Farrells say the hugely prohibitive costs of refurbishing the power station make it unviable and that this option is no longer on the table. Shortly after the previous owners went into administration, Farrells published their own scheme which retained the front and back walls and art deco control rooms whilst creating a landscaped park in the middle.
Farrells now plan to submit an application themselves without a developer or landowner commissioning them, but, they say, following “intense interest from a number of developers”.
In an interview with the Evening Standard, Sir Terry explains that he feels so passionately about saving this great industrial building that he has decided to submit an application to retain the iconic parts at his own cost. If the application receives consent, he explains, Farrells will not own the rights to it as it will go with the land and whoever buys the site.
Sir Terry, who is Design Advisor to the Mayor of London, Former Commissioner of English Heritage and Former Chair of their London Advisory Committee, believes that this is the only way to unblock this important site whilst preserving the cherished parts of the power station.
His practice is actively involved in the wider area. They are responsible for masterplanning the site around the new US Embassy at Nine Elms for the developers Ballymore, which has just received planning consent, as well as creating a vision for the future of Vauxhall and ‘humanising the gyratory’ for Lambeth Council. The vision aims to restore the lost town centre by creating a new high street and anticipating two way traffic and the removal of the bus station there. They have also proposed a surface tram link or a shuttle bus service to Vauxhall station as an interim measure before a new tube station and extension to the Northern Line which could take at least ten years to build.

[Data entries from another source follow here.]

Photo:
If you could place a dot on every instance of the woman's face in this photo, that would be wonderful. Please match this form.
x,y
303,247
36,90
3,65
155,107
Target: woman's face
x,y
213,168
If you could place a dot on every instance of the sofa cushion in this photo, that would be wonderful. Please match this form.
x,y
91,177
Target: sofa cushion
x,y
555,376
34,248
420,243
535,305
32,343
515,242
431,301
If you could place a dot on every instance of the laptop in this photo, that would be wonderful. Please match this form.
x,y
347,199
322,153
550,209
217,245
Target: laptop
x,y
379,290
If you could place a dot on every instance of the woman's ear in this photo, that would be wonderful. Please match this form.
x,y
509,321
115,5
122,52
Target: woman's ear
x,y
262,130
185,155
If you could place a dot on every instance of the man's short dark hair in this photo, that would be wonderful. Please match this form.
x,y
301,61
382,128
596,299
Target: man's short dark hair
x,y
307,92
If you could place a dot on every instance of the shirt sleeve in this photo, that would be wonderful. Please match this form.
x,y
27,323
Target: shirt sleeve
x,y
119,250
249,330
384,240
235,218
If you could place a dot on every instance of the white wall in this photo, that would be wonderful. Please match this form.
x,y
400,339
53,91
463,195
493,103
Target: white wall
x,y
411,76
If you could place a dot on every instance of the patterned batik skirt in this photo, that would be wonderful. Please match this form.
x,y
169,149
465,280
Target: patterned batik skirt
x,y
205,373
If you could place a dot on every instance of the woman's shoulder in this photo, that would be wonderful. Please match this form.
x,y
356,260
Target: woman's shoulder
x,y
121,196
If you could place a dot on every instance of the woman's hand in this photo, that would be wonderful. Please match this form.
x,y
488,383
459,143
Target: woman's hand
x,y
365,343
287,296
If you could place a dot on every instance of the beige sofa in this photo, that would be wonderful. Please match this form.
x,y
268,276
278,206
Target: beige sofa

In the interview with the Evening Standard, Sir Terry said; “Giles Gilbert Scott is one of the greatest architects of the 20th Century and to bring this monumental temple alive again would be incredibly exciting. I believe that submitting a listed building application is the only way forward now, in order to preserve the iconic parts of the power station and unblock the ‘bigness’ that has thwarted all previous attempts to redevelop it.
“The most important thing is the relationship of the mass overall to the great void inside and I find all attempts to fill it up and to make money – whether shopping, leisure, conferencing or a football stadium – deeply upsetting. The glorious sculptural remains of Fountains Abbey or the Parthenon in Athens have a retained sense of their spatial order.
“Our proposal for a colonnade and park retains the sense of the great void inside as well as the external view of the silhouette. What is most important is to celebrate this spectacular landmark silhouette, it’s built form and shape on the Thameside setting.
The cost of repairs will be confined solely to the end towers and chimneys (which will be kept and not demolished or replaced). This cost will be in the order of £25m against the estimated cost of repairing the entire building which for previous schemes would have been in the order of £90m.
The cost of the new park, water features and new elements is estimated at £18m which is significantly different to the cost of new uses and development as proposed by the consented scheme which would have been in the order of £600m.
The value of the park must also been considered in terms of the increase on surrounding residential property prices which one would expect to be at least 10% higher. This is a very sensible alternative to providing lots of new internal uses at great cost to any developer which by some estimates could be over £300m. A park would also dramatically accelerate the development programme – reducing interest rates, consultants fees and radically bringing forward sales income which could all add up to an extra £250m.
The art deco control rooms will be retained their existing positions without being “subsumed and overwhelmed by shopping malls, or football terraces or along corridors off a conference centre”. Their “heroic” position in these proposals will heighten their value – after all no-one suggests they could be control rooms again and so they should be, says Farrell, “objet trouvé”.
Sir Terry concludes: “This spectacle, this incredible monument, needs to be preserved as much as St Pancras or Stonehenge but it is the essence of the building form and architectural mass, not it’s filled commercial internal re-use that need to be preserved. That way we can retain for future generations the bold presence and memory of this great industrial giant.”
Farrells are planning to submit the application within a month. This will present an interesting alternative to a recent EC Harris report which suggested demolishing the towers would save £470m.